Cut the root and stem ends from the beetroots and cut each beetroot into 4 pieces. Place the beetroot onto a perforated tray above a solid tray and into a pre-heated oven steam setting 100 °C for 1 hour.
Peel and roughly chop the garlic and add it to the bowl/jug of a blender along with water, lemon juice, tahini and ground cumin. Blend on high speed until thick and smooth.
Once the beetroot had steamed use some paper towel to drain the beetroot and also peel away the skin. Place the peeled beetroot into the blender with the other ingredients and blend until smooth. Check and adjust seasoning with salt and if required lemon juice.
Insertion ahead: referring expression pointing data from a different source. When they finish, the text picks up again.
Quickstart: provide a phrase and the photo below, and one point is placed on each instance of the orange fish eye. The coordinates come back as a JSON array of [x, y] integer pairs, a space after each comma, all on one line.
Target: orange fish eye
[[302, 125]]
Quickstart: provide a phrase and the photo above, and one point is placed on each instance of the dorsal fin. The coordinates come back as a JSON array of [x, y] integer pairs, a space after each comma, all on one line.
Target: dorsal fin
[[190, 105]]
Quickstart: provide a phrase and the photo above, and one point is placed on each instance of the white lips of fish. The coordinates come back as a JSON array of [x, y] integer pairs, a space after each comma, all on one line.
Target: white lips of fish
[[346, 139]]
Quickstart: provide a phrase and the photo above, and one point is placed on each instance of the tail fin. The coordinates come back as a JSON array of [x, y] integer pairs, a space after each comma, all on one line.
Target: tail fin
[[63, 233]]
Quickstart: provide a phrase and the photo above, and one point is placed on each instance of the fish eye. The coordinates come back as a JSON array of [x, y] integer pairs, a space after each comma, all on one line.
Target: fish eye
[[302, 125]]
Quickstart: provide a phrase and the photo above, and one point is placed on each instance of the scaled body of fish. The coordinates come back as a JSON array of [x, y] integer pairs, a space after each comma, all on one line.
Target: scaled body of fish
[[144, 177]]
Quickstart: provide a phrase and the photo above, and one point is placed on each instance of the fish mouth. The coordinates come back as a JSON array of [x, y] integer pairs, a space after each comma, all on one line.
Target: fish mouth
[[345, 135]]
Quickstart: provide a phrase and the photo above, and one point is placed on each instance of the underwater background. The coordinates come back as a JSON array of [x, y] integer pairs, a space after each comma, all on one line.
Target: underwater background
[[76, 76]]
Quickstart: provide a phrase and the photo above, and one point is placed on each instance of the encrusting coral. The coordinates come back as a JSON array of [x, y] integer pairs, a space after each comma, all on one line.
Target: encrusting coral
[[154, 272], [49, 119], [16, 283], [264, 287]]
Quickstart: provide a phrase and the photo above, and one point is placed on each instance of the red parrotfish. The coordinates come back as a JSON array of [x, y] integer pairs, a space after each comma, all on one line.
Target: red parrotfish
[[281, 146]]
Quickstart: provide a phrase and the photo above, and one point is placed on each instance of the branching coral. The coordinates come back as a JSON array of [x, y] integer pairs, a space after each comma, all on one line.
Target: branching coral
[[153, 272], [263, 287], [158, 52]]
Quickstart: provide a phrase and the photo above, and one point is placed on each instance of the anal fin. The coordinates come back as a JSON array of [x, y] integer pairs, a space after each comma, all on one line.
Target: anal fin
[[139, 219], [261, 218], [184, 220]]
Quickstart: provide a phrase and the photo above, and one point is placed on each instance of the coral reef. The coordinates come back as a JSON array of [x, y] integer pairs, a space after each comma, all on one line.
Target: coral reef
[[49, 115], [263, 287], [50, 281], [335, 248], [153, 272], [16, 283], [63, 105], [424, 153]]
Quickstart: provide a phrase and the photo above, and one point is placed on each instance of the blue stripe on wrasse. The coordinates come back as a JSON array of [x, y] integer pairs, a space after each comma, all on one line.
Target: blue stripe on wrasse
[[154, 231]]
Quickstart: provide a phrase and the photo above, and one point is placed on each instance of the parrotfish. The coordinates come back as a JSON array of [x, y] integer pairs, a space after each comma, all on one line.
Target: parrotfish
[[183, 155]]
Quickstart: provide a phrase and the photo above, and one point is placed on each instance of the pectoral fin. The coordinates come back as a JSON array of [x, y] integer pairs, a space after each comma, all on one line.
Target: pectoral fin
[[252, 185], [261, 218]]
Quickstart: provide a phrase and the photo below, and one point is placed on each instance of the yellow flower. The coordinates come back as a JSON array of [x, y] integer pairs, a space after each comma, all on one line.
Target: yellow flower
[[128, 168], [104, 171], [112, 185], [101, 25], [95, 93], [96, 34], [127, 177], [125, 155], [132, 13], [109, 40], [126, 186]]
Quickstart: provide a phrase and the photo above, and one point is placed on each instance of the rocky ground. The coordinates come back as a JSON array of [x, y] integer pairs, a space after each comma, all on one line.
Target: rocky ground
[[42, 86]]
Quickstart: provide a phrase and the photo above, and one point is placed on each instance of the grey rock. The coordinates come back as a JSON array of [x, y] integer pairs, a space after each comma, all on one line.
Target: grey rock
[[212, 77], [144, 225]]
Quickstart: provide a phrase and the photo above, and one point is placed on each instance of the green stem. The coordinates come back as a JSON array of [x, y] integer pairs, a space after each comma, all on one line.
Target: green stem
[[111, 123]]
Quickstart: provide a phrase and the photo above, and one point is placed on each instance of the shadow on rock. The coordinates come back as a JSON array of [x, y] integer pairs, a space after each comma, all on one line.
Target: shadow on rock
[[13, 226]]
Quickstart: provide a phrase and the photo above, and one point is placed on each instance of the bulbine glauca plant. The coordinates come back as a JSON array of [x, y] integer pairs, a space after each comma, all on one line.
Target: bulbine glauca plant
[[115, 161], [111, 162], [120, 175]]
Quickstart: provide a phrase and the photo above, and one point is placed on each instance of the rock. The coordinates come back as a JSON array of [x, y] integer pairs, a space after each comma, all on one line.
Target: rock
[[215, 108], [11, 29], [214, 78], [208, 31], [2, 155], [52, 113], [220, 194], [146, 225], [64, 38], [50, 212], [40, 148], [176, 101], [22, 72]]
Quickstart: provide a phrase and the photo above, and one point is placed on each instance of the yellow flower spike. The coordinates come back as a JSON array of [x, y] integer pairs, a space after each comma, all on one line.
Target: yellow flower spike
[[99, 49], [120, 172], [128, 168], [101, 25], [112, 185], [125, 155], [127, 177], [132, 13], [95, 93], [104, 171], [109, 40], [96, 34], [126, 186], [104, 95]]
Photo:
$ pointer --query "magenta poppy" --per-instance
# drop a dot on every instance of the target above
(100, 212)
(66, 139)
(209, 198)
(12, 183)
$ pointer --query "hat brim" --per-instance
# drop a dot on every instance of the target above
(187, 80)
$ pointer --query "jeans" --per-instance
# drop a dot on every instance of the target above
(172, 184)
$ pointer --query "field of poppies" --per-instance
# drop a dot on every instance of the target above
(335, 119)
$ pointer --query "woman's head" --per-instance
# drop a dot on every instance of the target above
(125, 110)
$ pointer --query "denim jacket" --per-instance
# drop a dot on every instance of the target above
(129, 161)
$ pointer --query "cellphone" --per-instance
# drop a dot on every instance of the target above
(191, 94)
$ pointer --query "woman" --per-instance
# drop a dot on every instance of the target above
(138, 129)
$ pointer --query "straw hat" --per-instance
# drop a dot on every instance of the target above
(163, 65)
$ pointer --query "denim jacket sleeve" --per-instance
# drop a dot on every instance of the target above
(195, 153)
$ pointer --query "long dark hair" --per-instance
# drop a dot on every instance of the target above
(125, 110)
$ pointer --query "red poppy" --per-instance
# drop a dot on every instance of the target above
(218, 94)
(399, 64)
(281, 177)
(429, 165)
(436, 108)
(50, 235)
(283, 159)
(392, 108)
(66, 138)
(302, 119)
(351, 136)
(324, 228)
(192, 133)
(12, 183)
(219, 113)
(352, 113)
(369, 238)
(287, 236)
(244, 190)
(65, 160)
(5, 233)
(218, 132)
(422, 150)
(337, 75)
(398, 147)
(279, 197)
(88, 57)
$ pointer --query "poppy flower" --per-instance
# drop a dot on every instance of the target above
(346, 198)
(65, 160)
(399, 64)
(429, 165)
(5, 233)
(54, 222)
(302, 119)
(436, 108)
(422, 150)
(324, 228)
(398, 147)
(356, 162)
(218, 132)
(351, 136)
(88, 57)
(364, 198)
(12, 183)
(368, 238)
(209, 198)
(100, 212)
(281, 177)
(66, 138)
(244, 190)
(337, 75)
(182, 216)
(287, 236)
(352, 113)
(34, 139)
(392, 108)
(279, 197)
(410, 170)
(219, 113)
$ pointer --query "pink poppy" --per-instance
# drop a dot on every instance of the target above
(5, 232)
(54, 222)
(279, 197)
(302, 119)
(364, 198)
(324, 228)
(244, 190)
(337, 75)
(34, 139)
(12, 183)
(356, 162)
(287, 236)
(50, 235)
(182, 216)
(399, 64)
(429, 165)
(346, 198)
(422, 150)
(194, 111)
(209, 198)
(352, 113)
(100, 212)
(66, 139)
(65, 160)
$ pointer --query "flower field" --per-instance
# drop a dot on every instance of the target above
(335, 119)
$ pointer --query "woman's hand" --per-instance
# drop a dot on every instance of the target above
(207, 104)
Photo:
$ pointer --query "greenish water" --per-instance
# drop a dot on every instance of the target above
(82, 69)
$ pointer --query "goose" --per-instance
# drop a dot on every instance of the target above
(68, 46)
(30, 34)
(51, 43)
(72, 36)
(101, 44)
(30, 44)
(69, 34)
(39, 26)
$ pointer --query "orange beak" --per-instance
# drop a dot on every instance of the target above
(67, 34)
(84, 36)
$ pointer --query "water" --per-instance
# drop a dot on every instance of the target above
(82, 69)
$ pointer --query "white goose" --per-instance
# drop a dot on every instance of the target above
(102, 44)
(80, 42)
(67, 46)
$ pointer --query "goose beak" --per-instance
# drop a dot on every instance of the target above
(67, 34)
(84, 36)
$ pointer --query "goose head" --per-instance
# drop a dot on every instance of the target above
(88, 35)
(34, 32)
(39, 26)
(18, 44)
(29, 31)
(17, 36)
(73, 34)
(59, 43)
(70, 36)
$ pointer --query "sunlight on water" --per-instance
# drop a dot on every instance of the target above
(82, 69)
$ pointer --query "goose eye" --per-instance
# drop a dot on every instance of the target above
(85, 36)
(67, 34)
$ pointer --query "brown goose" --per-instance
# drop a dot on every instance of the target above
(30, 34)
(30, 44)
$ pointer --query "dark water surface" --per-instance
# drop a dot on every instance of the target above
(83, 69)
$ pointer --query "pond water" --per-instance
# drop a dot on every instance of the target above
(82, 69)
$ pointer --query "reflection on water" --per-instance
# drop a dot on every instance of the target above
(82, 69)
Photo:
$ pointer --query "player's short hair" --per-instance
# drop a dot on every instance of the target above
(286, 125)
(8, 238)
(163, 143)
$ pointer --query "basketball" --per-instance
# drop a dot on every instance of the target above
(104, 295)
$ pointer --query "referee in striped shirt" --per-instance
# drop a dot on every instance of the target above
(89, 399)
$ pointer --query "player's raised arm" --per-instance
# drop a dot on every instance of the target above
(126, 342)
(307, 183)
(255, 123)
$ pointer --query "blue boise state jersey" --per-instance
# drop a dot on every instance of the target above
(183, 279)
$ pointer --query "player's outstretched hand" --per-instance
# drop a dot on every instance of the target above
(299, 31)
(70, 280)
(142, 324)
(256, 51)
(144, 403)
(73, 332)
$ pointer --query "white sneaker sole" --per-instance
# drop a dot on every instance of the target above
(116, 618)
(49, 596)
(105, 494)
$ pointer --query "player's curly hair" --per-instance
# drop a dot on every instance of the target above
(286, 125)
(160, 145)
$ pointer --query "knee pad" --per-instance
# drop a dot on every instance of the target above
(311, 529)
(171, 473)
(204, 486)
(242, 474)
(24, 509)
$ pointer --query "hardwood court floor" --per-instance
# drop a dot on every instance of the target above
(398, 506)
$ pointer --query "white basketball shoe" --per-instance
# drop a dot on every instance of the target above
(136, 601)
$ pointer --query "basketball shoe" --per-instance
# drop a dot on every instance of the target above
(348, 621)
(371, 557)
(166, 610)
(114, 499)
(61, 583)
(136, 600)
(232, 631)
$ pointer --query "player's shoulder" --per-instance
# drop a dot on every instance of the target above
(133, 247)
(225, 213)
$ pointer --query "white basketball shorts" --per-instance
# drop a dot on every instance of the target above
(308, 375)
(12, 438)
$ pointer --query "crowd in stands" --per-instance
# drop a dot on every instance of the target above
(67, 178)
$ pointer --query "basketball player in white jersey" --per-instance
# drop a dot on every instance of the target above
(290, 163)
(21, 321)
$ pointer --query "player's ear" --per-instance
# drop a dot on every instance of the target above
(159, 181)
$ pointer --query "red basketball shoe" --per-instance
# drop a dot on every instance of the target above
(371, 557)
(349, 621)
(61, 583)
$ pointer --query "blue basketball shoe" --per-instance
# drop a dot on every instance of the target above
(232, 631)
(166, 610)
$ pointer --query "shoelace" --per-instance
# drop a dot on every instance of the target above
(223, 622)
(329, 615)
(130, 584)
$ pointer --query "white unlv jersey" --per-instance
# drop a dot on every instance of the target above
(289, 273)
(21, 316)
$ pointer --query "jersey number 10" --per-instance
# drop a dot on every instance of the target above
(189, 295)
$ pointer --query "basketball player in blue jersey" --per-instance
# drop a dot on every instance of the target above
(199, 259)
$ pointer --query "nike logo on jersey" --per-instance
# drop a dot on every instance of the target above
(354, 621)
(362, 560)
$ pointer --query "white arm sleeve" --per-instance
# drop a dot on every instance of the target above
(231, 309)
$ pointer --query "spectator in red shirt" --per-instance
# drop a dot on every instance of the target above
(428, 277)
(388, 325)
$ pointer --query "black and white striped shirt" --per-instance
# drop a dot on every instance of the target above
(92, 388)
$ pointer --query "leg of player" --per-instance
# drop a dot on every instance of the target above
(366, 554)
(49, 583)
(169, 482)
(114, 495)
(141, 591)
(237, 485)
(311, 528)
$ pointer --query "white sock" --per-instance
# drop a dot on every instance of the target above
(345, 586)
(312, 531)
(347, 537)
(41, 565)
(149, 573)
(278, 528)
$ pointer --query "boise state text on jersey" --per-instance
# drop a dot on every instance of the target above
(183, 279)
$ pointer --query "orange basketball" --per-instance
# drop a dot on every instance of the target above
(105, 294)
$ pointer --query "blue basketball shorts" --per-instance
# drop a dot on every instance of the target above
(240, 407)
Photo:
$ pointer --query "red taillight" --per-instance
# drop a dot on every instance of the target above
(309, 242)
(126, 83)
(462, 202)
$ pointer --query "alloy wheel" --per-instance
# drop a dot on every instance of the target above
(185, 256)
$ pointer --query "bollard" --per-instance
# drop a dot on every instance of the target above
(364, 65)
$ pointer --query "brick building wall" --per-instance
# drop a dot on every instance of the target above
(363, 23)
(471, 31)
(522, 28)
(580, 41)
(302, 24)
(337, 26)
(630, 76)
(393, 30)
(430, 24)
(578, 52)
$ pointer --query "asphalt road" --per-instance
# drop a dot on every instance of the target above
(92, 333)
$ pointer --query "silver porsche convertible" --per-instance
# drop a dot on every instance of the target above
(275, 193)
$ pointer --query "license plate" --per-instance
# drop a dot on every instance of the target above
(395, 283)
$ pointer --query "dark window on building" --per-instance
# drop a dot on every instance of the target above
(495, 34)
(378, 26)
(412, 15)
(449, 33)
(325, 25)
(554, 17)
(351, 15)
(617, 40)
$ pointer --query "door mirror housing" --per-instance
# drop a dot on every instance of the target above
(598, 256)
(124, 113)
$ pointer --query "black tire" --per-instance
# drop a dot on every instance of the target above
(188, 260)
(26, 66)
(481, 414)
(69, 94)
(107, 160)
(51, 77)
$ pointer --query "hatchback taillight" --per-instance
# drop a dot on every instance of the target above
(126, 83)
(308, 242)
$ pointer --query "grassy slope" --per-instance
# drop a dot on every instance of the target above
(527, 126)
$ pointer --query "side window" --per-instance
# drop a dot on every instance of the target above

To finish spoon some beetroot hummus onto a plate and sprinkle over some sumac, picked coriander leaves and a drizzle of extra virgin olive oil and serve.

HINTS & TIPS

Steam your beetroots with the skin on will help keep the rich colour, it is also easier to peel steamed beets. Just rub the skin with some paper towel and the skin should almost fall off.
The natural sweetness of the beetroot give an extra level of flavour to standard chickpea hummus, you can offcourse mix some chickpeas in with this hummus if you wish.